Load external weight tensors listed in configPath from engineDir.

Missing external_weight_files is treated as an empty external-weight set.

Must be called exactly once before validateAgainstEngine(). Calling load() a second time is a programming error and throws.

Throws:

std::runtime_error – if an external weight file cannot be loaded or if load() has already been called.

void validateAgainstEngine(
EngineExecutor const &executor,
std::string_view engineLabel
)#

Validate loaded external weight tensors against executor.
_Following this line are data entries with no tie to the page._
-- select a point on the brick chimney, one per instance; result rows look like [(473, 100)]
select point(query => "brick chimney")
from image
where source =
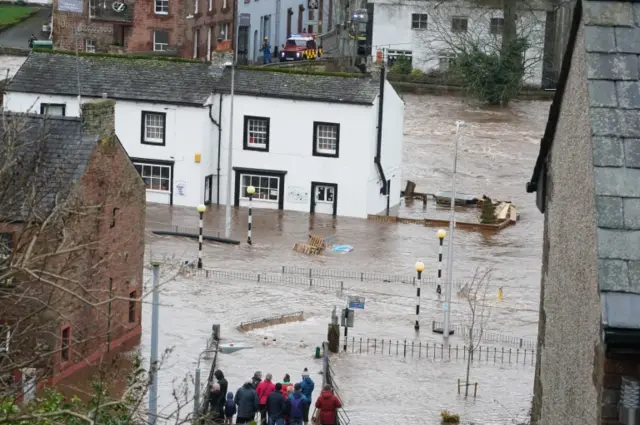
[(98, 117)]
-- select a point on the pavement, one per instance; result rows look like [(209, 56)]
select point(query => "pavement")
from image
[(18, 35)]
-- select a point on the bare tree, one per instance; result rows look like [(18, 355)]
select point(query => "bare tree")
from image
[(477, 316)]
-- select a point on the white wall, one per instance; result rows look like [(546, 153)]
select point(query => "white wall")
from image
[(392, 31), (291, 144), (258, 9), (188, 131)]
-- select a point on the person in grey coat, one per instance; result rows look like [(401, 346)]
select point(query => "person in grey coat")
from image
[(247, 401)]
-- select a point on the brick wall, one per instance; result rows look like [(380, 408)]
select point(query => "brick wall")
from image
[(611, 367), (98, 243), (205, 19), (146, 21)]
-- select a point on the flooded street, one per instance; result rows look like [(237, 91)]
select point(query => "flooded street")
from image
[(497, 151)]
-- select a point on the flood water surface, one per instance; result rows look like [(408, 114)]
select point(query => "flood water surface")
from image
[(497, 152)]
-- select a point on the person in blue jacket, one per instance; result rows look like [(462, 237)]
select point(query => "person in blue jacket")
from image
[(306, 388), (266, 50)]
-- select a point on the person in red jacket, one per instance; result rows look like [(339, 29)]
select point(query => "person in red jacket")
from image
[(328, 404), (263, 390)]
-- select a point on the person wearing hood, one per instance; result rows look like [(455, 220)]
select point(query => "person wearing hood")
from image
[(263, 390), (224, 387), (328, 404), (286, 383), (216, 397), (306, 387), (257, 378), (229, 409), (297, 404), (276, 406), (247, 401)]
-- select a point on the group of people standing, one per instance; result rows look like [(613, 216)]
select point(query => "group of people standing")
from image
[(281, 403)]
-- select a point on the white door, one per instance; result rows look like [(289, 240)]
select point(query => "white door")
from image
[(29, 384), (324, 198)]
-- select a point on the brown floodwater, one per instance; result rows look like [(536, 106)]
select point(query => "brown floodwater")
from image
[(497, 152)]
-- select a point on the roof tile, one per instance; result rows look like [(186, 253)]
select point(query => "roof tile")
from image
[(628, 94), (627, 40), (600, 39), (632, 213), (609, 212), (608, 152), (312, 87), (613, 275), (632, 153), (607, 13), (151, 80), (617, 181), (59, 149), (602, 93), (612, 66)]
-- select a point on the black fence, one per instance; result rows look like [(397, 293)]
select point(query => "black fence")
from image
[(363, 276), (269, 278), (490, 336), (435, 351)]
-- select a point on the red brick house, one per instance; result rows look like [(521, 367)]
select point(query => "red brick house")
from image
[(187, 29), (72, 210)]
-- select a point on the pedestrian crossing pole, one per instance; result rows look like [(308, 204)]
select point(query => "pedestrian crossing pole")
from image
[(419, 268), (250, 191), (201, 209), (441, 235)]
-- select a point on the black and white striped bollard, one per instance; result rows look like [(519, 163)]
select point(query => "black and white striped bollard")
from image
[(250, 191), (441, 235), (419, 269), (201, 209)]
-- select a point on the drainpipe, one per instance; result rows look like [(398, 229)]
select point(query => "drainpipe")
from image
[(217, 124), (378, 157)]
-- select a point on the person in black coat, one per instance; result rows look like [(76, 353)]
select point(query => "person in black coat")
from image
[(224, 386), (276, 406)]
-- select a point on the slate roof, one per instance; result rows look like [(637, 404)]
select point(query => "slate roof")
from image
[(612, 49), (58, 147), (126, 78), (310, 87)]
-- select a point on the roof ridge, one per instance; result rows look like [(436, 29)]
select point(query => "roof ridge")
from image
[(147, 57), (40, 116)]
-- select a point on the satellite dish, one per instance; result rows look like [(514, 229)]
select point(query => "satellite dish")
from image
[(118, 7)]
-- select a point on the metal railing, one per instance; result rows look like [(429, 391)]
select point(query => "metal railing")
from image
[(435, 351), (362, 276), (168, 227), (270, 278), (490, 336), (270, 319)]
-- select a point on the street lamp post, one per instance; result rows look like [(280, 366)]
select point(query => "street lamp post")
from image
[(419, 268), (227, 229), (452, 218), (228, 349), (201, 209), (441, 235), (250, 191)]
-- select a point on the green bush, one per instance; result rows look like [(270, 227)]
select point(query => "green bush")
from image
[(402, 65), (493, 78)]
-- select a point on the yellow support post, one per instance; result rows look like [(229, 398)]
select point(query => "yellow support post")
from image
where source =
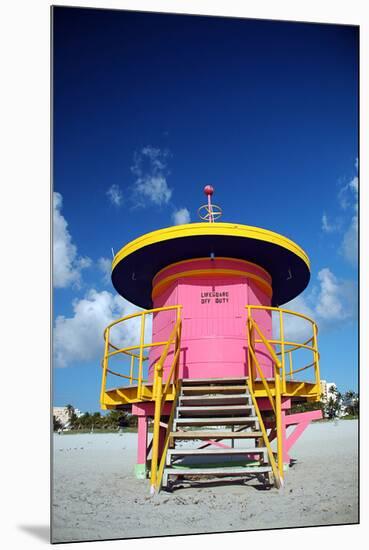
[(291, 364), (250, 348), (155, 438), (105, 367), (281, 335), (278, 420), (131, 369), (316, 358), (140, 361)]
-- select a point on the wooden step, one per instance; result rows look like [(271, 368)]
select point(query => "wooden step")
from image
[(215, 381), (215, 434), (211, 389), (216, 420), (235, 399), (210, 451), (225, 471), (210, 409)]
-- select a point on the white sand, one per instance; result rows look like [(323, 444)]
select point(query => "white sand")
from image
[(96, 495)]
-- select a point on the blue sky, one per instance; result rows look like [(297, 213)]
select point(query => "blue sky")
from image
[(148, 108)]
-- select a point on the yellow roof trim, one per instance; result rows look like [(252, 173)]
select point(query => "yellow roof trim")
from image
[(200, 229)]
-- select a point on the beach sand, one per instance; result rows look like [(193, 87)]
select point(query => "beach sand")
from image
[(96, 496)]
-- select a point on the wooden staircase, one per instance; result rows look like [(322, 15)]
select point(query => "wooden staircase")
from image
[(215, 410)]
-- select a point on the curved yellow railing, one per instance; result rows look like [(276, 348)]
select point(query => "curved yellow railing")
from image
[(288, 347), (136, 352), (276, 389)]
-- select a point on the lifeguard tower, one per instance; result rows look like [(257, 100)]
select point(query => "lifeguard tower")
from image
[(214, 368)]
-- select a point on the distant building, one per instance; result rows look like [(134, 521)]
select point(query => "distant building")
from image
[(62, 415), (325, 388)]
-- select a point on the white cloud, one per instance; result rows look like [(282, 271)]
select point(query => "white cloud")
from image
[(150, 169), (115, 195), (104, 265), (348, 201), (80, 338), (349, 246), (327, 226), (329, 303), (67, 265), (181, 216)]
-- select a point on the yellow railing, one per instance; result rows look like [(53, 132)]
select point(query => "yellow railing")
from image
[(135, 352), (161, 388), (274, 389), (275, 401), (287, 347)]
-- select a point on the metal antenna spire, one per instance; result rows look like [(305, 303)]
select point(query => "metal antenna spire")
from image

Must be called exactly once after load() and before registerTensorMapEntries(). Calling it a second time is a programming error and throws.

Throws:

std::runtime_error – if load() has not been called first, if validation has already happened, or if an external weight tensor does not match the TensorRT engine input it feeds.

void registerTensorMapEntries(TensorMap &map)#

Register all loaded weights in map using each tensor’s safetensors name.

This is separate from load() because TensorMap is constructed after SharedResources, matching the other state managers that publish stable tensor addresses after the runtime builds its engine binding map.

Must be called exactly once after validateAgainstEngine(). Calling it a second time is a programming error and throws.

Throws:

std::runtime_error – if validation has not run first or if registration has already happened.

inline size_t size() const noexcept#

Number of externalized tensors currently owned by the manager.